4.3 Il paradigma di questa fattispecie di responsabilità per presunzione di colpa risulta dunque molto netto e chiaro: l’asserito danneggiato deve dimostrare sia la natura pericolosa dell’attività, sia il nesso causale intercorrente tra essa e l’evento dannoso (v., ancora tra i più recenti arresti massimati, Cass. sez. 3, 22 settembre 2014 n. 19872: “In tema di responsabilità per esercizio di attività pericolosa, la presunzione di colpa a carico del danneggiante, posta dall’art. 2050 c.c., presuppone la sussistenza del nesso eziologico tra l’esercizio dell’attività e l’evento dannoso, la cui prova è a carico del danneggiato, sicchè va esclusa ove sia ignota o incerta la causa dell’evento dannoso.”); connessione eziologica che, ovviamente, può essere infranta da un caso fortuito, nel senso di un sopravvenuto fatto di per sè cagionante il danno (cfr. Cass. sez. 3, 22 luglio 2016 n. 1513, Cass. sez. 6-3, ord. 30 ottobre 2013 n. 24549 e Cass. sez. 3, 5 gennaio 2010 n. 23).
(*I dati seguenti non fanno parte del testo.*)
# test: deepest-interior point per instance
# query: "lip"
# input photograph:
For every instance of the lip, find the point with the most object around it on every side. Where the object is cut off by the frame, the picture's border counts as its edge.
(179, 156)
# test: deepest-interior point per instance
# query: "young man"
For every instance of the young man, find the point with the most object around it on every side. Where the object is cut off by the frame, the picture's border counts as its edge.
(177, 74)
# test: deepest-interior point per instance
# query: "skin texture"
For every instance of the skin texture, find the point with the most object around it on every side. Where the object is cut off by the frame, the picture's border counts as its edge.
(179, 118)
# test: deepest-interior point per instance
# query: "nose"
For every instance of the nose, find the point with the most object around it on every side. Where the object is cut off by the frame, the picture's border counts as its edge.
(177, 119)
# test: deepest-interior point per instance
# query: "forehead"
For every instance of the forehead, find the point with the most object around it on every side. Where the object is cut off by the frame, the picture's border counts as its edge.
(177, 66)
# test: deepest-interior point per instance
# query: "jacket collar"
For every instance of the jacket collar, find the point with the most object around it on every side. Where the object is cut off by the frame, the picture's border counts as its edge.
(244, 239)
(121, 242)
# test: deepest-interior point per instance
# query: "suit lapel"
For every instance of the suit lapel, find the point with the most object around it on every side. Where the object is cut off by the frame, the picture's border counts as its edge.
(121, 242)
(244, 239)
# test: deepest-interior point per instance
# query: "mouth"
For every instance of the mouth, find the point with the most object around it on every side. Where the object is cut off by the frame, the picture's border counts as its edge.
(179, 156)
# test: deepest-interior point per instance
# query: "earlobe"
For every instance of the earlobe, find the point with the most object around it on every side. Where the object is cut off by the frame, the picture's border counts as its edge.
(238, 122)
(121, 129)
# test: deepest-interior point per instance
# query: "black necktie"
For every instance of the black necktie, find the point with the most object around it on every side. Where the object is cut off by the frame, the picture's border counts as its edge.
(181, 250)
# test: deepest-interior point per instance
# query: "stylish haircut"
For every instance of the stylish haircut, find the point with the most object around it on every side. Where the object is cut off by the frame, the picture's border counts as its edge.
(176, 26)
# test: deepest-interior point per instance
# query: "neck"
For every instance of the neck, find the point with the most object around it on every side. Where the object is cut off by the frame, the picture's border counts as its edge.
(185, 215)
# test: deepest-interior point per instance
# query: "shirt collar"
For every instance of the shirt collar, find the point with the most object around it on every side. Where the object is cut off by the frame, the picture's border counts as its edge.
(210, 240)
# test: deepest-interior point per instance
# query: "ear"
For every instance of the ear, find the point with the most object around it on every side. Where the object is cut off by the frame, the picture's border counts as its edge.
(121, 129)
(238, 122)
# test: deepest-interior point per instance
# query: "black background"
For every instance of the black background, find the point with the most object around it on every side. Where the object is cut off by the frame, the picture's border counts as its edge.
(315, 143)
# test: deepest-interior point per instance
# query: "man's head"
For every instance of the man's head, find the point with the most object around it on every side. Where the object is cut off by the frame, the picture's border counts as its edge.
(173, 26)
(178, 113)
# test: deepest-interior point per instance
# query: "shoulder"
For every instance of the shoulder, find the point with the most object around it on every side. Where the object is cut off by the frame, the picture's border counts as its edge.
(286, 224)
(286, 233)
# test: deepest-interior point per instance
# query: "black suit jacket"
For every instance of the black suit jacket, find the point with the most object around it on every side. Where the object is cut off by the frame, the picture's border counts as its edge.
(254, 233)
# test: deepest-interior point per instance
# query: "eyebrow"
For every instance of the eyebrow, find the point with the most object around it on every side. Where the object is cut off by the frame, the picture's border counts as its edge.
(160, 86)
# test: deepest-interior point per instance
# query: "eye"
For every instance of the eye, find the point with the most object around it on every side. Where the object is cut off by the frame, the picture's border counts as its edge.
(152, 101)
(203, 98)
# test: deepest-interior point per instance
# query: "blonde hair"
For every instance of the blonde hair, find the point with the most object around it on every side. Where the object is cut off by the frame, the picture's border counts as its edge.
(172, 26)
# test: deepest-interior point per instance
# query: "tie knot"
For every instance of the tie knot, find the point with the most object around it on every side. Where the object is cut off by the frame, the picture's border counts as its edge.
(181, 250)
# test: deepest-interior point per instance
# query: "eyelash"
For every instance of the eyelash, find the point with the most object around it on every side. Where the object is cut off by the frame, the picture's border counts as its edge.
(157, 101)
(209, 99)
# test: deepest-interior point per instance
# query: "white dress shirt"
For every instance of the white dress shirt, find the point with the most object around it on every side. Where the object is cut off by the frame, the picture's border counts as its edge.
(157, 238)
E in riferimento all’adempimento di questo segmento della sequenza dell’onere probatorio spettante all’asserito danneggiato (il quale, naturalmente, è altresì tenuto, per conseguire il suo interesse processuale, a dimostrare l’esistenza nonchè, nella misura normativamente necessaria, il quantum del danno disceso dall’evento dannoso) compete allora al preteso danneggiante, per sgravarsi della prospettata responsabilità, la prova liberatoria dell’aver adottato tutte le misure idonee a evitare il danno (v. ancora Cass. sez. 6 – 3, ord. 5 luglio 2017 n. 16637, la quale rimarca che il danneggiante, “per vincere la presunzione di colpa, posta a suo carico dall’art. 2050 c.c.”, non è sufficiente che provi l’imprevedibilità del danno, “dovendosi, invece, dimostrare che esso non si sarebbe potuto evitare mediante l’adozione delle misure di prevenzione che le leggi dell’arte o la comune diligenza imponevano.”).

Il Tribunale ha dunque errato incentrando l’accertamento su dati del tutto irrilevanti, ovvero la proprietà e la gestione non in capo alla esercente dell’attività dei mezzi utilizzati per svolgerla, e traendo dalla non coincidenza, verificatasi nel caso concreto, tra chi svolge l’attività pericolosa e chi è proprietario degli utilizzati mezzi e li gestisce il difetto di legittimazione dell’attuale controricorrente rispetto all’azione promossa da controparte ai sensi dell’art. 2050 c.c.

Il motivo è pertanto manifestamente fondato, e la sua conformazione nel complessivo quadro delle doglianze proposte in ricorso, a ben guardare, conduce all’assorbimento degli altri motivi.

5. In conclusione, il ricorso deve essere accolto quanto al primo motivo, assorbiti gli altri, con conseguente cassazione della sentenza impugnata e rinvio, anche per le spese processuali, ai Tribunale di Foggia, in persona di diverso magistrato.

P.Q.M.

Accoglie il primo motivo del ricorso, assorbiti gli altri, cassa la sentenza impugnata e rinvia, anche per le spese processuali, al Tribunale di Foggia.

Così deciso in Roma, il 22 ottobre 2019.